NIH study found damage and inflammation of blood vessels in the brains of patients with COVID-19, but no infection

Press release

Wednesday, December 30, 2020

The results of a study of 19 deceased patients suggest that brain damage is a byproduct of the patient’s disease.

In an in-depth study of how COVID-19 affects a patient’s brain, researchers at the National Institutes of Health have consistently identified the hallmarks of damage caused by dilution and leakage of blood vessels in the brain in tissue samples from patients who have died shortly after contracting the disease. In addition, they saw no signs of SARS-CoV-2 in the tissue samples, suggesting that the damage was not caused by a direct viral attack on the brain. The results were published in the New England Journal of Medicine.

We found that the brains of patients who contract SARS-CoV-2 infection may be susceptible to damage to microvascular blood vessels. Our results suggest that this may be caused by the body’s inflammatory response to the virus, “said Avindra Nath, MD, clinical director at the National Institute of Neurological Disorders and Stroke (NINDS) and lead author of the study. We hope that these results will help doctors understand the full range of problems that patients may suffer, so that we can come up with better treatments.

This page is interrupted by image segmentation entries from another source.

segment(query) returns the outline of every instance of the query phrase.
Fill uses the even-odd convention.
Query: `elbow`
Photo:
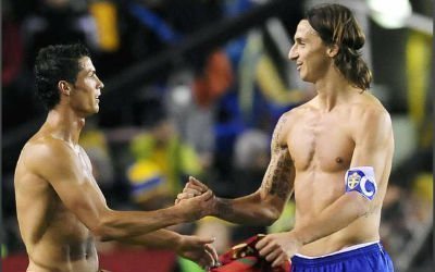
[[[94,236],[100,242],[113,240],[115,235],[113,233],[109,214],[101,217],[98,222],[95,222],[92,226],[89,227]]]
[[[262,217],[262,224],[266,226],[271,226],[273,223],[276,222],[281,217],[281,211],[275,208],[270,208],[268,211],[264,212]]]
[[[109,233],[108,227],[105,227],[103,223],[94,225],[90,228],[90,232],[99,242],[113,240],[113,236]]]

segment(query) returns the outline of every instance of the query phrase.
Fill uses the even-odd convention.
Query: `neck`
[[[49,127],[54,138],[77,145],[82,128],[85,126],[85,118],[77,116],[71,109],[57,107],[48,113],[45,125]]]

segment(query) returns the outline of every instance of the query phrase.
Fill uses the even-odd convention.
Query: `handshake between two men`
[[[200,214],[195,214],[197,219],[211,215],[238,224],[270,225],[276,220],[275,213],[278,212],[279,215],[281,211],[272,211],[274,210],[271,209],[273,206],[262,205],[260,201],[261,196],[259,196],[260,191],[261,190],[237,199],[217,198],[207,185],[190,176],[183,191],[177,195],[175,206],[183,205],[184,201],[192,198],[202,197],[200,203],[202,210]],[[271,269],[264,271],[282,271],[279,269],[288,265],[289,258],[301,247],[301,243],[293,237],[291,233],[259,235],[257,237],[258,240],[256,240],[252,246],[257,251],[256,255],[261,258],[262,261],[265,260],[268,262],[266,265]],[[211,263],[211,267],[203,267],[208,269],[221,264],[217,258],[209,263]]]

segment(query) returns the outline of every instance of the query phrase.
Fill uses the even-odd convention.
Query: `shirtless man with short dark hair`
[[[116,211],[107,206],[89,158],[77,144],[85,119],[99,111],[103,88],[88,50],[80,45],[44,48],[35,74],[49,112],[24,146],[14,180],[27,271],[97,272],[97,239],[173,249],[200,265],[213,265],[217,258],[209,245],[213,239],[162,230],[202,218],[210,191],[157,211]]]

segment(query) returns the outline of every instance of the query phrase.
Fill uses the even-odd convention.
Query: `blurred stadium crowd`
[[[111,207],[170,206],[189,175],[217,196],[237,197],[261,183],[279,115],[315,95],[300,82],[287,53],[303,10],[316,2],[2,0],[2,258],[24,251],[13,170],[23,144],[45,118],[33,79],[41,47],[83,42],[92,52],[105,88],[100,113],[88,120],[80,145]],[[365,28],[364,54],[375,78],[371,91],[394,122],[383,243],[397,271],[430,271],[433,34],[409,26],[388,29],[361,9],[365,1],[338,2],[353,9]],[[432,1],[410,2],[413,13],[432,16]],[[176,230],[213,234],[222,252],[253,234],[290,228],[293,213],[290,199],[282,219],[268,228],[204,219]],[[100,250],[117,247],[102,244]]]

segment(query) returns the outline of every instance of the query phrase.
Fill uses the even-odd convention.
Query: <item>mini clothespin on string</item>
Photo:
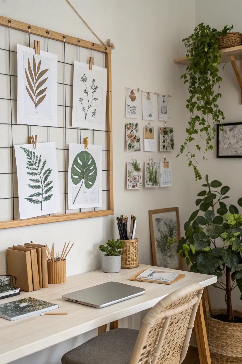
[[[91,46],[93,47],[93,56],[90,57],[89,59],[89,69],[90,71],[91,71],[93,68],[93,54],[94,52],[93,47],[94,47],[94,43],[92,43]]]
[[[29,136],[29,144],[33,144],[33,146],[34,147],[34,149],[36,149],[37,145],[37,135],[35,135],[34,140],[33,135],[31,135],[31,136]]]
[[[84,138],[84,143],[86,144],[86,149],[88,149],[88,137],[87,136]]]
[[[34,48],[35,51],[35,54],[39,54],[40,51],[40,42],[39,40],[34,41]]]

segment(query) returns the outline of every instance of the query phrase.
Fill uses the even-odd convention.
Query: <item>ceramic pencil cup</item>
[[[47,262],[48,283],[50,284],[63,283],[66,280],[66,261]]]

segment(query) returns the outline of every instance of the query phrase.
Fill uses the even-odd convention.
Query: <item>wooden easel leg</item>
[[[98,335],[103,334],[107,331],[107,324],[103,325],[102,326],[99,326],[98,328]]]
[[[200,364],[211,364],[205,326],[202,300],[200,301],[194,323]]]
[[[119,327],[119,320],[113,321],[109,324],[109,330],[113,330],[114,329],[117,329]]]

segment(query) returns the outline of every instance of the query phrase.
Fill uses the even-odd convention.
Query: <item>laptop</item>
[[[62,298],[82,305],[101,308],[143,294],[144,288],[118,282],[107,282],[63,294]]]

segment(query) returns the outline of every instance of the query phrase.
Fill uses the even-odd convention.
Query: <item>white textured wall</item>
[[[184,125],[188,115],[185,106],[186,88],[180,79],[184,69],[172,62],[183,55],[181,39],[194,29],[195,3],[193,0],[73,0],[72,3],[101,39],[106,41],[110,38],[116,47],[112,59],[115,216],[121,213],[136,215],[140,261],[151,263],[148,210],[179,206],[182,232],[183,224],[193,208],[195,197],[191,191],[199,189],[192,170],[186,167],[185,156],[175,158],[185,136]],[[0,4],[4,16],[97,42],[65,0],[1,0]],[[28,45],[27,36],[25,39]],[[87,52],[86,59],[82,59],[84,62],[91,55]],[[94,62],[98,56],[94,53]],[[148,160],[150,154],[128,153],[124,147],[124,123],[132,121],[124,117],[125,86],[172,96],[169,124],[174,127],[175,150],[167,154],[172,161],[171,187],[126,189],[126,162],[134,157],[144,162]],[[235,94],[231,99],[238,102],[238,96],[236,92]],[[156,117],[153,123],[158,138],[158,127],[164,123],[157,120]],[[143,150],[143,126],[147,122],[141,119],[138,121]],[[163,154],[157,152],[152,157],[155,160],[163,159]],[[215,171],[210,174],[216,177]],[[54,241],[57,247],[66,240],[74,241],[74,249],[68,257],[68,275],[99,268],[98,245],[117,237],[115,221],[111,216],[0,230],[0,271],[5,270],[7,247],[30,239],[38,243],[50,244]],[[129,325],[130,321],[123,324],[126,322]],[[92,334],[69,340],[26,360],[19,360],[17,364],[59,363],[62,353]]]

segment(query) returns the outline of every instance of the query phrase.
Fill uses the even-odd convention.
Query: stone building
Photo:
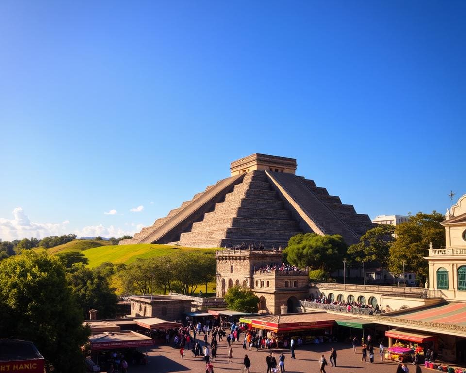
[[[429,289],[437,290],[448,300],[466,301],[466,194],[447,209],[446,246],[431,247],[429,256]]]
[[[299,300],[309,296],[309,271],[280,270],[281,250],[226,249],[216,258],[217,297],[234,285],[250,288],[260,313],[281,314],[299,312]]]
[[[341,235],[349,245],[373,226],[367,215],[341,203],[312,180],[295,175],[296,160],[253,154],[231,163],[230,177],[120,244],[176,243],[231,247],[262,242],[285,247],[298,233]]]
[[[192,299],[178,295],[138,295],[130,297],[131,316],[183,320],[191,311]]]

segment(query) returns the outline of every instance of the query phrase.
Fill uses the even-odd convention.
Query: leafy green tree
[[[82,373],[88,328],[58,258],[26,251],[0,262],[0,335],[30,340],[48,372]]]
[[[316,281],[327,281],[329,279],[329,272],[323,270],[313,270],[309,271],[309,278]]]
[[[259,297],[250,289],[239,285],[232,287],[225,294],[229,309],[242,312],[257,312]]]
[[[409,220],[395,228],[396,240],[390,249],[389,268],[396,274],[414,272],[423,282],[427,276],[427,261],[424,257],[429,255],[429,245],[434,248],[445,245],[445,228],[440,222],[444,216],[436,211],[431,214],[418,212]]]
[[[351,245],[347,252],[351,261],[378,264],[383,267],[388,265],[390,248],[395,238],[392,235],[395,227],[380,224],[368,230],[361,237],[359,243]]]
[[[99,268],[90,269],[75,264],[67,277],[82,314],[90,309],[97,310],[100,318],[112,317],[116,313],[118,297],[110,286],[107,277]]]
[[[80,251],[62,252],[58,253],[56,256],[67,269],[71,268],[74,264],[77,263],[84,265],[89,263],[89,259]]]
[[[330,272],[341,267],[347,248],[340,235],[300,233],[290,238],[284,251],[290,264]]]

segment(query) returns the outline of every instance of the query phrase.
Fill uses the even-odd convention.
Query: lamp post
[[[405,264],[405,263],[406,263],[406,262],[405,262],[404,260],[403,260],[403,287],[404,288],[404,291],[405,291],[405,292],[406,292],[406,275],[405,274],[405,272],[404,272],[404,264]]]
[[[346,290],[346,259],[343,260],[343,286]]]

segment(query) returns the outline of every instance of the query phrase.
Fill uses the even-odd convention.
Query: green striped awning
[[[374,325],[372,320],[366,320],[364,319],[345,319],[341,320],[335,320],[337,325],[340,326],[348,326],[349,328],[363,329],[372,326]]]

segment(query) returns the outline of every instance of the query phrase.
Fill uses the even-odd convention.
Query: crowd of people
[[[322,304],[329,305],[331,306],[334,306],[340,308],[344,308],[348,312],[350,312],[351,309],[353,308],[358,308],[359,309],[368,309],[373,311],[374,313],[380,313],[381,310],[379,307],[379,305],[376,305],[375,307],[372,307],[372,305],[363,304],[358,302],[343,302],[342,301],[337,301],[336,300],[331,300],[327,297],[323,296],[320,298],[314,298],[311,299],[308,298],[306,299],[305,302],[309,302],[313,303],[320,303]]]
[[[265,266],[254,266],[254,270],[258,271],[261,273],[270,273],[272,271],[279,271],[280,272],[300,272],[303,271],[296,266],[291,266],[284,263],[273,263]]]

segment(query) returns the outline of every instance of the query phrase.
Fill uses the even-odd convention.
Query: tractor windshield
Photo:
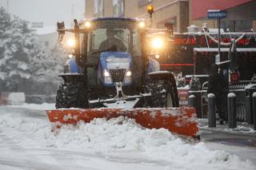
[[[88,38],[89,57],[106,51],[128,52],[133,56],[141,56],[135,22],[118,19],[94,22]]]

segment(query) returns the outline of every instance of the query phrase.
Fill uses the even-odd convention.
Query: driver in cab
[[[99,45],[100,51],[126,51],[127,48],[123,42],[114,38],[114,30],[113,29],[106,29],[107,38],[104,40]]]

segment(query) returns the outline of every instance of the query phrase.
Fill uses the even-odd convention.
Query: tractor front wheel
[[[64,82],[56,96],[56,109],[88,108],[86,86],[82,82]]]

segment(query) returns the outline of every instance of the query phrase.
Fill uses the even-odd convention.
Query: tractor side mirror
[[[58,42],[62,42],[65,34],[65,24],[64,22],[57,22],[57,31],[58,32]]]

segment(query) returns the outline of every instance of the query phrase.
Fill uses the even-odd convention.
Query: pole
[[[7,0],[7,13],[9,13],[9,0]]]
[[[253,93],[254,128],[256,130],[256,92]]]
[[[189,106],[194,107],[194,103],[195,103],[195,96],[192,94],[189,97]]]
[[[218,18],[218,57],[219,61],[221,60],[221,19]]]
[[[216,128],[215,95],[208,94],[208,126]]]
[[[236,96],[234,93],[230,93],[227,95],[228,121],[230,128],[234,128],[237,127],[237,112],[235,98]]]

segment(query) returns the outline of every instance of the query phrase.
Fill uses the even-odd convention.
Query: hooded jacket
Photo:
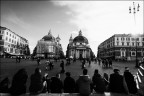
[[[91,93],[91,85],[92,81],[89,75],[81,75],[79,79],[76,81],[77,91],[82,96],[88,96]]]

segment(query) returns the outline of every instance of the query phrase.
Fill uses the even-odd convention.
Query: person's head
[[[27,74],[26,69],[25,68],[21,68],[17,71],[16,75],[22,75],[22,74]]]
[[[114,73],[119,73],[119,69],[114,69]]]
[[[98,74],[98,69],[95,69],[94,74]]]
[[[88,70],[87,69],[83,69],[83,75],[87,75]]]
[[[128,68],[128,67],[125,67],[125,71],[126,71],[126,72],[129,72],[129,68]]]
[[[66,72],[66,77],[70,77],[70,72]]]
[[[56,74],[56,77],[57,77],[57,78],[60,78],[60,73],[57,73],[57,74]]]
[[[36,74],[40,74],[40,73],[41,73],[41,69],[36,68],[36,69],[35,69],[35,73],[36,73]]]

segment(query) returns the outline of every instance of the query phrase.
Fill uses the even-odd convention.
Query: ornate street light
[[[135,2],[133,2],[132,7],[131,6],[129,7],[129,14],[133,13],[135,24],[136,24],[135,14],[139,12],[139,8],[140,8],[139,4],[137,5],[137,7],[135,7]],[[136,65],[135,67],[138,68],[139,65],[138,65],[138,58],[137,58],[137,38],[135,38],[135,40],[136,40]]]

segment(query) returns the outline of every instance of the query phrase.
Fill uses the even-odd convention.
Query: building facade
[[[30,55],[29,42],[10,29],[0,26],[0,55]]]
[[[144,36],[115,34],[98,46],[99,58],[135,60],[144,56]]]
[[[92,55],[94,54],[89,46],[88,40],[82,36],[81,30],[79,31],[79,35],[74,39],[72,36],[70,37],[66,51],[67,58],[84,59],[91,58]]]
[[[44,58],[61,58],[64,56],[60,37],[53,37],[51,31],[37,42],[36,56]]]

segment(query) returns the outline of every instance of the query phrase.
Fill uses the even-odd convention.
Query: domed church
[[[88,39],[82,35],[81,30],[79,31],[79,35],[74,39],[72,35],[69,39],[69,44],[67,46],[66,57],[67,58],[75,58],[75,59],[86,59],[91,58],[93,52],[89,46]]]
[[[60,44],[60,37],[53,37],[51,31],[48,32],[42,39],[37,42],[37,57],[54,58],[64,55],[62,46]]]

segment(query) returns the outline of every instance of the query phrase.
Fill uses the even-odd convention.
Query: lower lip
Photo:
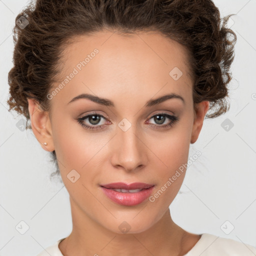
[[[105,194],[114,202],[122,206],[136,206],[141,204],[148,198],[154,188],[154,186],[136,193],[118,192],[114,190],[101,187]]]

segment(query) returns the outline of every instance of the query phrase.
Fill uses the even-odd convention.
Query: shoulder
[[[49,255],[50,256],[63,256],[58,248],[58,244],[64,239],[64,238],[58,240],[54,244],[48,247],[36,256],[49,256]]]
[[[256,256],[256,248],[231,238],[204,233],[186,256]]]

Although COVID-19 is primarily a respiratory disease, patients often experience neurological problems, including headaches, delirium, cognitive dysfunction, dizziness, fatigue, and loss of sense of smell. The disease can also cause patients to suffer strokes and other neuropathologies.

Several studies have shown that the disease can cause inflammation and damage to blood vessels. In one of these studies, researchers found evidence of small amounts of SARS-CoV-2 in the brains of some patients. However, scientists are still trying to understand how the disease affects the brain.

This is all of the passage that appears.